Über das Schicksal einer Erzählung entscheidet nicht allein das literarische Urteil. Viele von den gebotenen Stücken haben Unterhaltungswert. Wie fließend die Grenze zum Trivialen ist, kann man nicht zuletzt an manchen Beispielen dieser Bücher studieren. Der soziale, der politische — leider kaum der religiöse — Aspekt spielt in diese Erzählungen hinein. Als Fundgrube sind solche Werke hochwillkommen. Die Weltfamilie lernt sich in ihren Erzählern kennen.
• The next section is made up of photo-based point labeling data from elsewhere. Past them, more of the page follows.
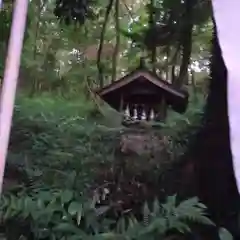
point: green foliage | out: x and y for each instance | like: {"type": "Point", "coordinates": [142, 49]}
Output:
{"type": "Point", "coordinates": [64, 213]}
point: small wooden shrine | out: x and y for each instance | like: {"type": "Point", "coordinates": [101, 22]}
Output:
{"type": "Point", "coordinates": [142, 95]}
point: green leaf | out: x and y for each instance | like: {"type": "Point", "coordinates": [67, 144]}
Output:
{"type": "Point", "coordinates": [101, 210]}
{"type": "Point", "coordinates": [66, 196]}
{"type": "Point", "coordinates": [74, 207]}
{"type": "Point", "coordinates": [224, 234]}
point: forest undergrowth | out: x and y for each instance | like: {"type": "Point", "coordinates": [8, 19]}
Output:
{"type": "Point", "coordinates": [60, 180]}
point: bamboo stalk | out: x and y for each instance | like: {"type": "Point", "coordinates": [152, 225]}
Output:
{"type": "Point", "coordinates": [10, 79]}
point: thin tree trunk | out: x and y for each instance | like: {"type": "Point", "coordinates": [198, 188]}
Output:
{"type": "Point", "coordinates": [186, 41]}
{"type": "Point", "coordinates": [99, 64]}
{"type": "Point", "coordinates": [117, 45]}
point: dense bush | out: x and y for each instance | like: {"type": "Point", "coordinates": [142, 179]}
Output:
{"type": "Point", "coordinates": [53, 188]}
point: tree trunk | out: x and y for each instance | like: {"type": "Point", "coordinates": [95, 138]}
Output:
{"type": "Point", "coordinates": [212, 153]}
{"type": "Point", "coordinates": [186, 41]}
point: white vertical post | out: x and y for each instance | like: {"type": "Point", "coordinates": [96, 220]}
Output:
{"type": "Point", "coordinates": [227, 19]}
{"type": "Point", "coordinates": [10, 79]}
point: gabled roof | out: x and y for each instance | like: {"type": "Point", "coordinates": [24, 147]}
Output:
{"type": "Point", "coordinates": [135, 76]}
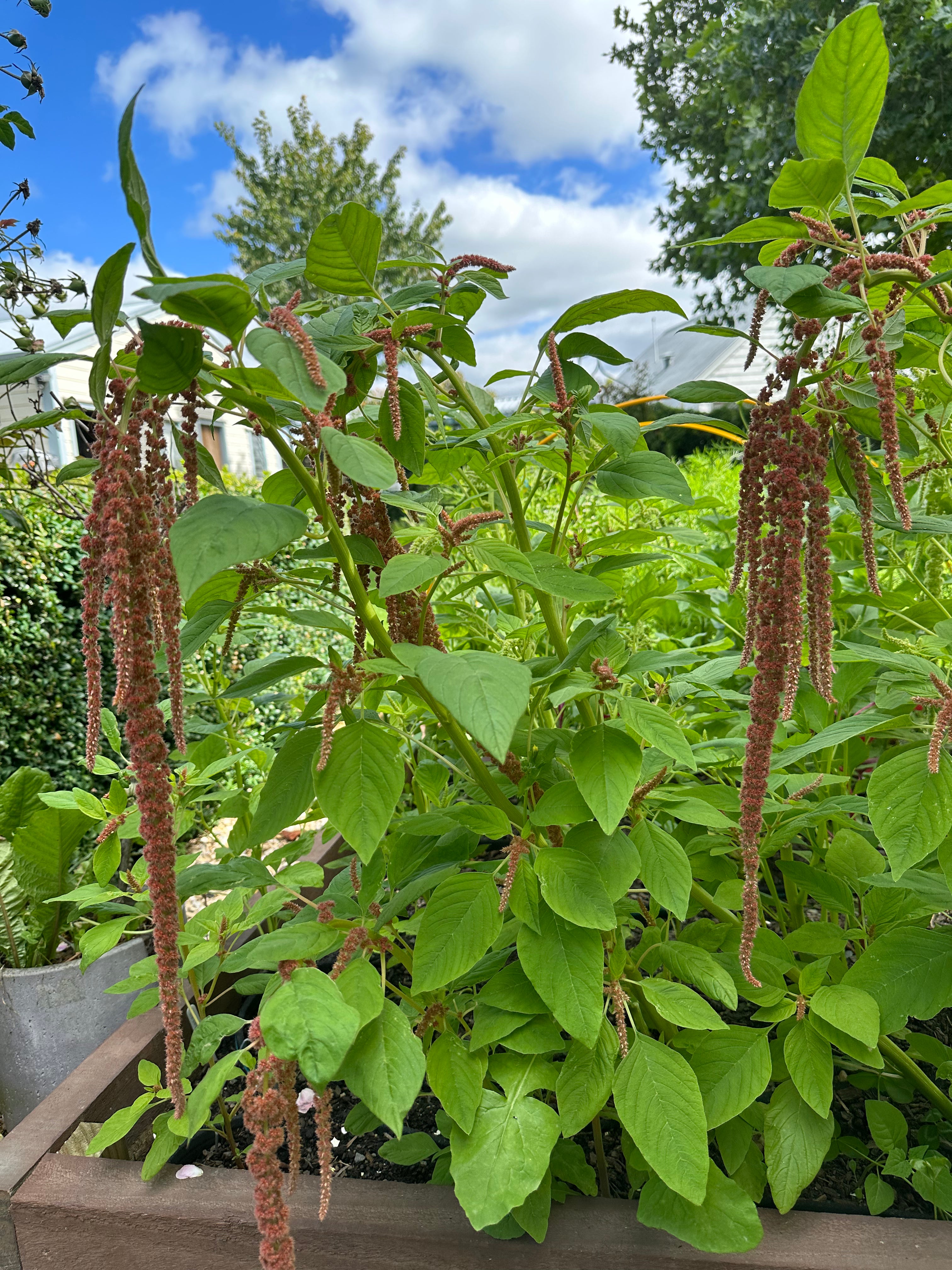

Tibor Derys neuere Kurzprosa wirkt daneben fast archaisch. Das Engagement des Dichters gibt den

zehn Erzählungen eine gemeinsame Linie. Die Sprache liebt das Detail. Die Handlungen laufen von innen her ab. Die ganz Modernen lächeln wahrscheinlich darüber; aber es bleibt bestehen, daß diese Erzählungen eine außer- oder überliterarische Qualität haben: sie spenden Trost. Die Absicht sei dahingestellt. Die Wirkung entscheidet.